We also took a look at Luke 24:13, the story of the people on the road to Emmaus after Jesus has risen. Again, Jesus calls them foolish for not understanding who Jesus was and what He was supposed to do. Cleopas was the name of the only person of the two whose name was mentioned. His name meant “of a renowned father,” which means he himself was a person of influence from a renowned family.
Back in Galatians 3:5, we see that we receive salvation by faith and grace. For some reason, it’s very easy once we become born again to be led to believe that everything from then on is based on our works. God is pleased with us because you are His child and have acknowledged it. He may not be pleased with everything we do, but He is always pleased with us (just as most parents are with their children). True, you can’t live in sin and be effectively used by God, but we receive the miracles and the Holy Spirit, which allow us to be effectively used by God, because of what Jesus did and not because of what we do or do not do.
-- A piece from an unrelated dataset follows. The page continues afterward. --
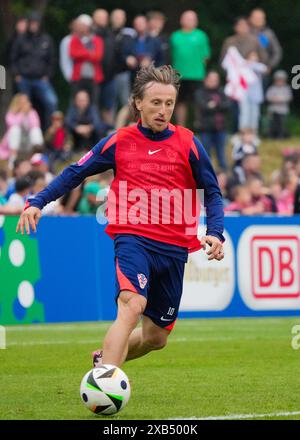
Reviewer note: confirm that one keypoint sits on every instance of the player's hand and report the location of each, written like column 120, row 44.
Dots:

We don’t need to be perfect to be used by God. Then, when we understand that, we become more perfected as God’s grace teaches us and works within us.
In verse 6, it emphasizes that instead of the law written out to guide us, where then man has to interpret it, we have the Spirit in our hearts to guide us. Man couldn’t do it all and was under a curse because of it. Even now, if we rely on the law, we are under a curse. Jesus did what we could not. He fulfilled it, completed it, did the work we could not do, and extended to us what He inherited by doing so.
We then went to John 14:15 to explore the promise of the Spirit. The contingency was what Jesus commanded (love God, love others, love yourself), not obeying the law fully (that is important). He then promises the Spirit of truth. We can then hear what God has to say to us directly. The verses following flesh out the promise of the Spirit.